Other winners were retired social worker/therapist Ileen Howell (community service); 2007 University of Toronto Economics graduate Isaac Olowolafe who created the university’s largest endowment fund for students in the African Studies program, pledging $25,000 last year to set it up (business); University of Albert professor emeritus Dr. John Akabutu who established the Alberta Cord Blood Bank that remains Canada’s only public cord blood bank outside of Quebec, with samples of stem cell blood from umbilical cords frozen in large tanks of liquid nitrogen (technology & innovation); Hospital for Sick Children Division of Infectious Diseases chief Dr. Upton Allen (health science); Canadian Armed Forces chief warrant officer Kevin Junor (professional excellence); music teacher and percussionist Muhtadi Thomas (entertainment) and award-winning author Kayla Perrin (arts).
Canada’s first Black female mayor, Dr. Daurene Lewis and Ryerson University chancellor and philanthropist Dr. Raymond Chang, were recognized with Trailblazer and President’s awards respectively while retired trade unionist and human rights activist, Bromley Armstrong, who migrated to Canada from Jamaica in 1947, was honoured with a Lifetime Achievement award.
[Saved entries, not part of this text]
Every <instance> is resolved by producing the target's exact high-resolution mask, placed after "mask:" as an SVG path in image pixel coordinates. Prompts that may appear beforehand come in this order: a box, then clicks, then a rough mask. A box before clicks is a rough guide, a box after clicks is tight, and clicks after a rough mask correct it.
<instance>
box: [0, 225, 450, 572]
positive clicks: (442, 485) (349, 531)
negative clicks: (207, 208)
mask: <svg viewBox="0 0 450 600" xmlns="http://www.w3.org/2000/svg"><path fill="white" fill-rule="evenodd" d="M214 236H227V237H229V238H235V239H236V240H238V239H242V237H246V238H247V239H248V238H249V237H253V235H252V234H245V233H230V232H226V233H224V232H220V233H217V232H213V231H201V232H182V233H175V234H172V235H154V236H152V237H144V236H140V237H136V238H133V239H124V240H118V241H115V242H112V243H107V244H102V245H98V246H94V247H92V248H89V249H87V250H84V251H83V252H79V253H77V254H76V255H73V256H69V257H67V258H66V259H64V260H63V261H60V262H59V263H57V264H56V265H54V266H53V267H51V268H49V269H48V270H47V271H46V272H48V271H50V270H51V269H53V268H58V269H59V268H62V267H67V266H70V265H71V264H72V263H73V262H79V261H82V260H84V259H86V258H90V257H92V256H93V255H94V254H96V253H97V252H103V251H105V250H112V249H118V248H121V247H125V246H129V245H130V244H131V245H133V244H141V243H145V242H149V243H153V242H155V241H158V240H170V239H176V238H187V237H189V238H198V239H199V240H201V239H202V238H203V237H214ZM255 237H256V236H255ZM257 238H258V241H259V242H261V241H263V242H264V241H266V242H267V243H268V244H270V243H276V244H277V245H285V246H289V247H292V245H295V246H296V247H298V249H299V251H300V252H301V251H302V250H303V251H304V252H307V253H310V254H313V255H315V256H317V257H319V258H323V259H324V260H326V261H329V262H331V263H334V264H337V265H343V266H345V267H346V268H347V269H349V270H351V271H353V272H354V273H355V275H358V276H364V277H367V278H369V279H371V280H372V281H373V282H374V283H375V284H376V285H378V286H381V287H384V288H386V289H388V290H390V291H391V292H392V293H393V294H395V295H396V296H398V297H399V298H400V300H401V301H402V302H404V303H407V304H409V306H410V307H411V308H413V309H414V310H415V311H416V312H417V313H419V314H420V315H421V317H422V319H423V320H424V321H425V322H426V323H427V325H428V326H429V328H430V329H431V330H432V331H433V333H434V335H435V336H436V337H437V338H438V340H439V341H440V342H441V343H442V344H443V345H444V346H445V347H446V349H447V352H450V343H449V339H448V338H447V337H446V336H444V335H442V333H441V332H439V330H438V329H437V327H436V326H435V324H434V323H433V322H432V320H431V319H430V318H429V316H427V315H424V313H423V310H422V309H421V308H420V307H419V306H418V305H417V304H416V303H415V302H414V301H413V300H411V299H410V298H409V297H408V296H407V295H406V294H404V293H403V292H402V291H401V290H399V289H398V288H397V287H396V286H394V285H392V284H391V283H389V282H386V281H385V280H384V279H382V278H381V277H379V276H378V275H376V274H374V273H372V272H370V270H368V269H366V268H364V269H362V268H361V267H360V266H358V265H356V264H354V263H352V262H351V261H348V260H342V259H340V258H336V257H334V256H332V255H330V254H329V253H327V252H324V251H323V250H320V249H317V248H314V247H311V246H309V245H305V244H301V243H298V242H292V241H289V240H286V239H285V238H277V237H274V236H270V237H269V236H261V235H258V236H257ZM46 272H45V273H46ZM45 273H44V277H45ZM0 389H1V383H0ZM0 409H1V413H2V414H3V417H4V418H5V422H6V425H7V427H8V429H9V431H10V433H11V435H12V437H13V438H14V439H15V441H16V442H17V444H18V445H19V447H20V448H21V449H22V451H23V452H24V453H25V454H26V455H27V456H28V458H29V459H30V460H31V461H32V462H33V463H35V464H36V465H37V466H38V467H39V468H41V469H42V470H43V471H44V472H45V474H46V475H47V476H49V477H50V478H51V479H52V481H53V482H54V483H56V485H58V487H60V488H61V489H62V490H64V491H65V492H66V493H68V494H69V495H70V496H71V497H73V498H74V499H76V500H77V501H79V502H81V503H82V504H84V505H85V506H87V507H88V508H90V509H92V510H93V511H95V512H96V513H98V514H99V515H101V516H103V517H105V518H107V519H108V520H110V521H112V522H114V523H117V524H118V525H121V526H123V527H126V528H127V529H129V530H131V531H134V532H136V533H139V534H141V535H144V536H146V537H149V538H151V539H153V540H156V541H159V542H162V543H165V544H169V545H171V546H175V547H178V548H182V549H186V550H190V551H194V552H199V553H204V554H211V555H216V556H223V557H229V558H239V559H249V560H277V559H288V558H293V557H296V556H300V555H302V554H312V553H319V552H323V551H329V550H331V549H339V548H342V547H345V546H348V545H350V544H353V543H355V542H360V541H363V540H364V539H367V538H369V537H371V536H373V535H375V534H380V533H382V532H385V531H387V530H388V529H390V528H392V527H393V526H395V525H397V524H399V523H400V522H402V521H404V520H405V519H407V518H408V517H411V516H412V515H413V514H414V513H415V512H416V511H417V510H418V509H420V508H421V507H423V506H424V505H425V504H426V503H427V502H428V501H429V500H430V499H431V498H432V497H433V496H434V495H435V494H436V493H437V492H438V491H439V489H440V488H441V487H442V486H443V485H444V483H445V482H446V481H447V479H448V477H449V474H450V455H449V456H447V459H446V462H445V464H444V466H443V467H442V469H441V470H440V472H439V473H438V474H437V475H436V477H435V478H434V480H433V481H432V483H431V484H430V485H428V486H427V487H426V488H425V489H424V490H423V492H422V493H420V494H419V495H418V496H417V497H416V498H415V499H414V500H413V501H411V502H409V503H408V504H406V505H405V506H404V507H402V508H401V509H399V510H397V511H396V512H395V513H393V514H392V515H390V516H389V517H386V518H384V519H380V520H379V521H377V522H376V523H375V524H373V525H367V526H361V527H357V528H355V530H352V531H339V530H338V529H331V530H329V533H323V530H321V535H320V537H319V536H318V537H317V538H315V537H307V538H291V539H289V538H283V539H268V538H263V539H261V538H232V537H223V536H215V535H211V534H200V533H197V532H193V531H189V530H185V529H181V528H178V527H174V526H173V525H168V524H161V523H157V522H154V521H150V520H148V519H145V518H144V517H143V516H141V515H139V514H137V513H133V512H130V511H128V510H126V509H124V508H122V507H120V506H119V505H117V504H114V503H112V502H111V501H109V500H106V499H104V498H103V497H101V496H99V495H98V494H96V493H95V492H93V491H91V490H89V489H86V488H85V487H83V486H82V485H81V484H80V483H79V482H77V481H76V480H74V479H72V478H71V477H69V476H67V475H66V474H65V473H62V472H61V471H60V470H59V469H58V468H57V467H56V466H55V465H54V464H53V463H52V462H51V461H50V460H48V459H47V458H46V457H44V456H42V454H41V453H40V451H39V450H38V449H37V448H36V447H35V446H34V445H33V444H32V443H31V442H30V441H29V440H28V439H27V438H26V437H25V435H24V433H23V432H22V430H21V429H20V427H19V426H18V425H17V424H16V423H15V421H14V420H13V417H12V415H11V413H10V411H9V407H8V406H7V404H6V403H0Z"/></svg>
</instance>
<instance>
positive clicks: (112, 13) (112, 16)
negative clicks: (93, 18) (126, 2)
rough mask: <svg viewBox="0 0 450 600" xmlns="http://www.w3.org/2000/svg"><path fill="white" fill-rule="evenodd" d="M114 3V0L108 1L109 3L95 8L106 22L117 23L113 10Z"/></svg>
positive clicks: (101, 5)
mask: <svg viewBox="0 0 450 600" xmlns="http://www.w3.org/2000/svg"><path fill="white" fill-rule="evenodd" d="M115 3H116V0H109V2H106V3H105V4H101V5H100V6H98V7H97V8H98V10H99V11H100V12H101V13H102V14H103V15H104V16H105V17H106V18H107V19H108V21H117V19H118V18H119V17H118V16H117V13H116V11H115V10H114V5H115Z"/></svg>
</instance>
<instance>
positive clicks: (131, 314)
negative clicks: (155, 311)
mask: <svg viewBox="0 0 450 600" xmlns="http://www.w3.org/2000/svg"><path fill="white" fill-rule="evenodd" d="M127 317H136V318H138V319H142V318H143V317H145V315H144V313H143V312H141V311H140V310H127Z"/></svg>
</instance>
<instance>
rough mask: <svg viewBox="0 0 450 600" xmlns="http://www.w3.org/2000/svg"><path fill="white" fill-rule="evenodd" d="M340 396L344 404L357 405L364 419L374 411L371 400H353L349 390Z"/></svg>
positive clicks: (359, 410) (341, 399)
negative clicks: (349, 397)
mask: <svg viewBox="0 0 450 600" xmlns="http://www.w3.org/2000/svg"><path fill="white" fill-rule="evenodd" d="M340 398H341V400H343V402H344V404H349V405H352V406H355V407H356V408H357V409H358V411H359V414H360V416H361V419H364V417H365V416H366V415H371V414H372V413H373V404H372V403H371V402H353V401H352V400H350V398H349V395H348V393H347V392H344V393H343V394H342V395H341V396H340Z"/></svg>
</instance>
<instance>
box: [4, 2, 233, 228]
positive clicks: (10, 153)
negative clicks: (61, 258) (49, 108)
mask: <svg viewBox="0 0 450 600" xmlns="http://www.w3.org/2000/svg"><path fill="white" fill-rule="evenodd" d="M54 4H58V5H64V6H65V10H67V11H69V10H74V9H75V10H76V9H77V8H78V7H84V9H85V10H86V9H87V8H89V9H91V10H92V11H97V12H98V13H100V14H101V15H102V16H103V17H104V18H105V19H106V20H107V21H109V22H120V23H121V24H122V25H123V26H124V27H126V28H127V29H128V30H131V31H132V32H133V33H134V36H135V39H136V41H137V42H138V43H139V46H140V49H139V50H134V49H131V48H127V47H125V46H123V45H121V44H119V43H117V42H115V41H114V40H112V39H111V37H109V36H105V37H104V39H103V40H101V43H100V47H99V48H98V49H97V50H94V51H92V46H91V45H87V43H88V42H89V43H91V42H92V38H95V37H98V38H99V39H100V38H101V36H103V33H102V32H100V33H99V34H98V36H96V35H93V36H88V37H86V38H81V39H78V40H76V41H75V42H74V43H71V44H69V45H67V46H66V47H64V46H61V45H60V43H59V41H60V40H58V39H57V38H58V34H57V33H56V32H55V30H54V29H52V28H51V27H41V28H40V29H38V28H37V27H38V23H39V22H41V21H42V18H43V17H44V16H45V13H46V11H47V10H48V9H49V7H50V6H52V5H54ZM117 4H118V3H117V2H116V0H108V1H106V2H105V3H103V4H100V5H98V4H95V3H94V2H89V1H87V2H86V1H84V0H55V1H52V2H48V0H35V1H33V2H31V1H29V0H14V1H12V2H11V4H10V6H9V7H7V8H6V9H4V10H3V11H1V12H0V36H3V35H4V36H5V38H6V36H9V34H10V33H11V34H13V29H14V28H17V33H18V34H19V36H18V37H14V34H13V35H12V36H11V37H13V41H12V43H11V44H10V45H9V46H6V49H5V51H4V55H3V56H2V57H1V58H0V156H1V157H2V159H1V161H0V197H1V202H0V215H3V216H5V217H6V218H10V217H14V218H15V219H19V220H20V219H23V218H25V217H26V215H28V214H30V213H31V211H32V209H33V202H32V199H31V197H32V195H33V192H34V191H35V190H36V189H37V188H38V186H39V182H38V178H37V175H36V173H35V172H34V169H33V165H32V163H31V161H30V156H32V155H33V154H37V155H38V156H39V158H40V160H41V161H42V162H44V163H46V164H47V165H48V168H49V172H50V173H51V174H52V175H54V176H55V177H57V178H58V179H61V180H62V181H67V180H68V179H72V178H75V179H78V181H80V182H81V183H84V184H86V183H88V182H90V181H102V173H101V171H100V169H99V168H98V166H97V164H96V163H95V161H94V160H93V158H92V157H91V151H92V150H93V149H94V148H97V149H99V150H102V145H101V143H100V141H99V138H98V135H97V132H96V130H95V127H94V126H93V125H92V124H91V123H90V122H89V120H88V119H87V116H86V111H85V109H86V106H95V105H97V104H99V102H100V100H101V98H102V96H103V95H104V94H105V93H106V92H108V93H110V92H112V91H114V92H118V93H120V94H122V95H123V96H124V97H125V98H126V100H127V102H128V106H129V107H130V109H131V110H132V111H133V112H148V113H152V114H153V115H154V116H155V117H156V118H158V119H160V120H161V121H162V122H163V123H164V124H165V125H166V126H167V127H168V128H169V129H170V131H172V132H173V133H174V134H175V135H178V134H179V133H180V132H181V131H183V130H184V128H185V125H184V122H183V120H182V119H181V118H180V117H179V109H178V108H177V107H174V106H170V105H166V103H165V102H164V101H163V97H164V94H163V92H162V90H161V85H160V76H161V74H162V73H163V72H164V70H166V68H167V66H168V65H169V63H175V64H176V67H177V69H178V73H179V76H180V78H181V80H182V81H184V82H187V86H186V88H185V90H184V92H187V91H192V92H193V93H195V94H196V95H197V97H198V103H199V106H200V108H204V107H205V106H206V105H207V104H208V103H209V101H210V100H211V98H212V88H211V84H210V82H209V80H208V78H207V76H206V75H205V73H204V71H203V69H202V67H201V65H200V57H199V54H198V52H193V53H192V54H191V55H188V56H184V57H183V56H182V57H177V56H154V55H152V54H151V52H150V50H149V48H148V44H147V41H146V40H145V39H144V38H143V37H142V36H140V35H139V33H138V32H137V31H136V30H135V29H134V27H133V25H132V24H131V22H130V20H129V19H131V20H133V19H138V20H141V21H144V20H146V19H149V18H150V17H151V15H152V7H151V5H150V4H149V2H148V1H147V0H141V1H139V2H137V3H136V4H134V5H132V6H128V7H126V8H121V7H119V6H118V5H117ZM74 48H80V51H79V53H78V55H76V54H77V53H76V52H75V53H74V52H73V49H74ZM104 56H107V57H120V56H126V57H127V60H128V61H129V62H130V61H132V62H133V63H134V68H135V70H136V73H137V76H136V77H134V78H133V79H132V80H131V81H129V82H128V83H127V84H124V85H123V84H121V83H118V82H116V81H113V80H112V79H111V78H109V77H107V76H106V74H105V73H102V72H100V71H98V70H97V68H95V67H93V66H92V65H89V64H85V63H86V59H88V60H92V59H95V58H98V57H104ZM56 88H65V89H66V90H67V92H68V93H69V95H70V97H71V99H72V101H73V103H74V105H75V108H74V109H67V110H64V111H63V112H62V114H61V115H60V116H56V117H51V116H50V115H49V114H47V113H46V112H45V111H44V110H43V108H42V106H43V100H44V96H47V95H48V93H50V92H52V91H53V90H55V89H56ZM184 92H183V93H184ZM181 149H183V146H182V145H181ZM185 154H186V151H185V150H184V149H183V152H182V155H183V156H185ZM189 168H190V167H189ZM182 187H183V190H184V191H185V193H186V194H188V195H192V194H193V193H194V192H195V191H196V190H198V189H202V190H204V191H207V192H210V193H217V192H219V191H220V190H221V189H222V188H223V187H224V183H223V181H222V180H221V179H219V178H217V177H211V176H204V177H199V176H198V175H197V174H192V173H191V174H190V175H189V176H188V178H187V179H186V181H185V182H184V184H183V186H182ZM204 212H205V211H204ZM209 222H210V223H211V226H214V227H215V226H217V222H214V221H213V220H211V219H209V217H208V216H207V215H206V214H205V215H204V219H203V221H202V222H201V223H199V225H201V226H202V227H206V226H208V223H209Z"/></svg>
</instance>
This year’s youth winners are University of Toronto Master of Science graduate Michelle McFarlane (academics), Jade’s Hip Hop Academy founder Jade Jager-Clark (young entrepreneur), University of Western Ontario freshman LaShawn Murray who co-founded the Invisible Children Book Drive that collected over 39,000 books to support literacy programs for children in Uganda and organized an AIDS run that raised $10,000 for the Stephen Lewis Foundation (leadership) and Manitoba high school basketball player and volunteer Kenecia Pingue-Giles (athletics).
Since its inception in 1983, a total of 320 Harry Jerome awards have been presented for excellence in a number of fields.